What happens is I get going early in the morning with my personal email. I am able to respond or take action on the things that deal with my personal life. I quickly get back to inbox zero (or as close as I’ll come to it) and then I leave this running and use google’s multiple account sign (just enable in your google ‘acounts’ section – see figure 1) on feature to sign into my first work email and enter work mode. I have about a hundred emails in here waiting for me by morning, but once I hit stride with my responses, I am able to burn through these quickly, and leave labels on emails that are awaiting response from someone else. As soon as I’ve read or labeled everything, I call that inbox zero. I move on to the next one and repeat, until everything is knocked out by 11am. I go through this same exercise 2-3 times a day, but after the morning push, the rest are easy.

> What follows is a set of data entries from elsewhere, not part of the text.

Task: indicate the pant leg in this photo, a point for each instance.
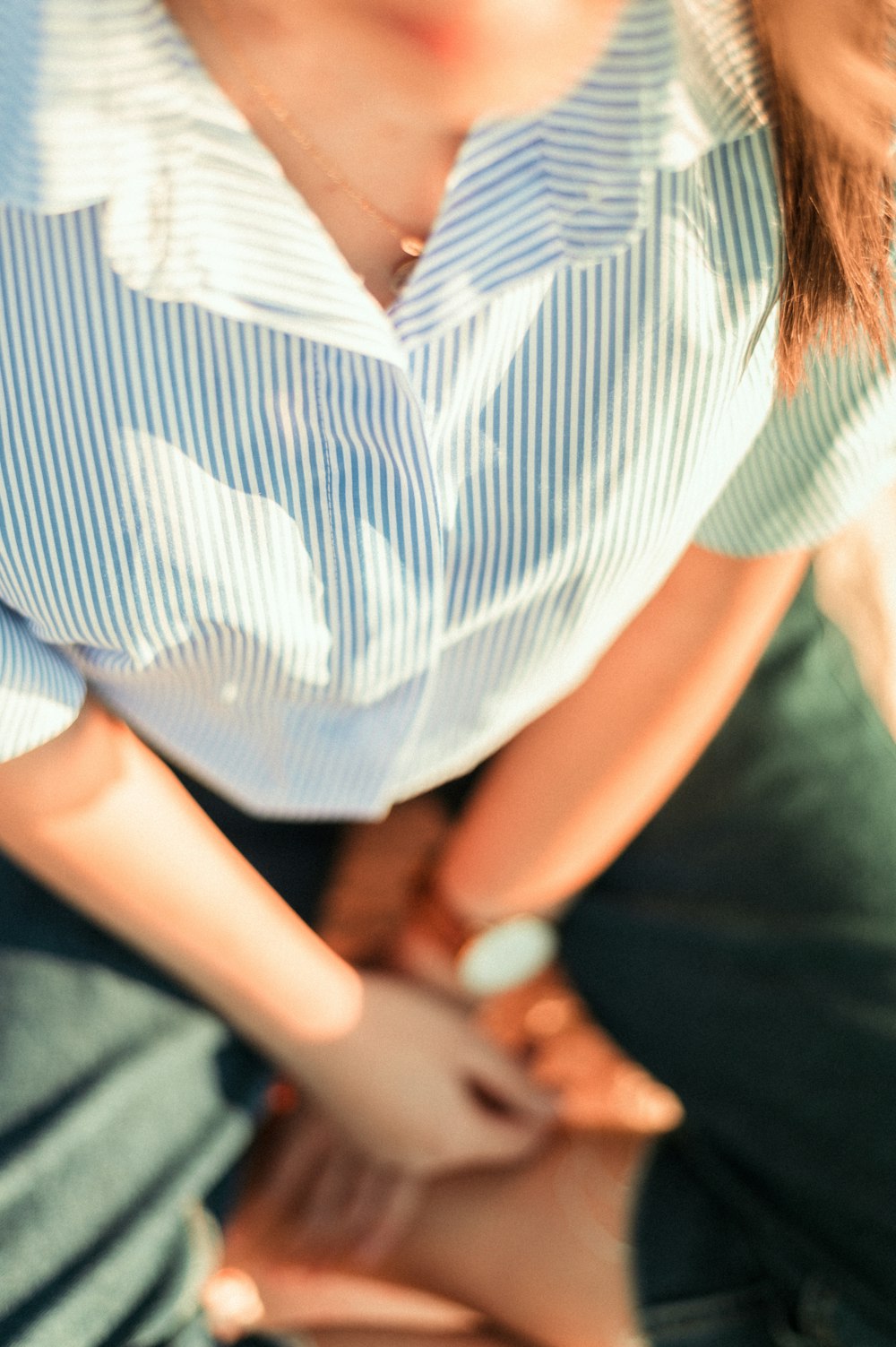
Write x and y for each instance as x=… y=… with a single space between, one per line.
x=125 y=1103
x=744 y=948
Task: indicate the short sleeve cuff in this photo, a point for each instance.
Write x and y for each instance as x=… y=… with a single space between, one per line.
x=40 y=694
x=817 y=465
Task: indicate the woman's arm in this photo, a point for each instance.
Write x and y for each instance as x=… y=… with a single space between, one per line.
x=100 y=819
x=574 y=787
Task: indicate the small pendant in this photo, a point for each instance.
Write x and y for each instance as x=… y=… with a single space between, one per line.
x=401 y=275
x=411 y=246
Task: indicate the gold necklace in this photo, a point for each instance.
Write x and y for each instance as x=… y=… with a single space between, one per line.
x=409 y=244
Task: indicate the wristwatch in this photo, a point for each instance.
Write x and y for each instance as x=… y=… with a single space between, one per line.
x=491 y=958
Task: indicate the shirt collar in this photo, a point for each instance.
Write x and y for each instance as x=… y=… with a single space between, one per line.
x=112 y=109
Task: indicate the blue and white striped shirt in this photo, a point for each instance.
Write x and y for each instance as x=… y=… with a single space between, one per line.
x=326 y=557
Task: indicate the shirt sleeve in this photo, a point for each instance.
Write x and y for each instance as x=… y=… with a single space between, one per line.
x=820 y=460
x=40 y=694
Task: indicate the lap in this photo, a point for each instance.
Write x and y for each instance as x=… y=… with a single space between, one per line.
x=744 y=948
x=125 y=1105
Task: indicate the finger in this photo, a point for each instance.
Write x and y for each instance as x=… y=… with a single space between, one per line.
x=326 y=1221
x=500 y=1082
x=494 y=1138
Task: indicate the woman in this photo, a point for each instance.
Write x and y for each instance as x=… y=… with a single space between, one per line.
x=321 y=557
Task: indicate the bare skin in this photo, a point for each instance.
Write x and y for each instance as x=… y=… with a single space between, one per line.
x=540 y=1250
x=387 y=93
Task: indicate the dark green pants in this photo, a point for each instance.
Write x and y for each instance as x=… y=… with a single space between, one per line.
x=744 y=948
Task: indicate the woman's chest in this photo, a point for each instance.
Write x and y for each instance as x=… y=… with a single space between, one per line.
x=170 y=471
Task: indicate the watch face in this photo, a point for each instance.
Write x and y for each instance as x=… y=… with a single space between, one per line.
x=507 y=954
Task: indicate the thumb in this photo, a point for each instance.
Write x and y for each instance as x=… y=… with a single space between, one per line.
x=504 y=1090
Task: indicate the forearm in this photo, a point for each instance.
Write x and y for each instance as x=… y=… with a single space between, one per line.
x=100 y=819
x=575 y=786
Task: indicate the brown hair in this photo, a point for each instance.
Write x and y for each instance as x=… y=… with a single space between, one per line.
x=833 y=107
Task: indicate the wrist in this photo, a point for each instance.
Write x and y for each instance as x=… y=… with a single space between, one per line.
x=492 y=953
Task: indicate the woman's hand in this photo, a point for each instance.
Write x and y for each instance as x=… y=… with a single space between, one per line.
x=417 y=1086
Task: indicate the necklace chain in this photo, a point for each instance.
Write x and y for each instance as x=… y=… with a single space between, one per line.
x=409 y=244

The key here is I still have my one or two unread messages and a few tagged for followup, but the few in each inbox is manageable and doesn’t overwhelm, whereas in one inbox it would quickly seem insurmountable and I would become discouraged in the quest for zero.
I’m not exaggerating when I say this move alone has shortened my time spent in my email by almost a third. I get on top of my entire day quicker and am losing fewer conversations. The moral here, good people, is separate your personal inbox from your work/project inboxes, the quality of life improves. I promise.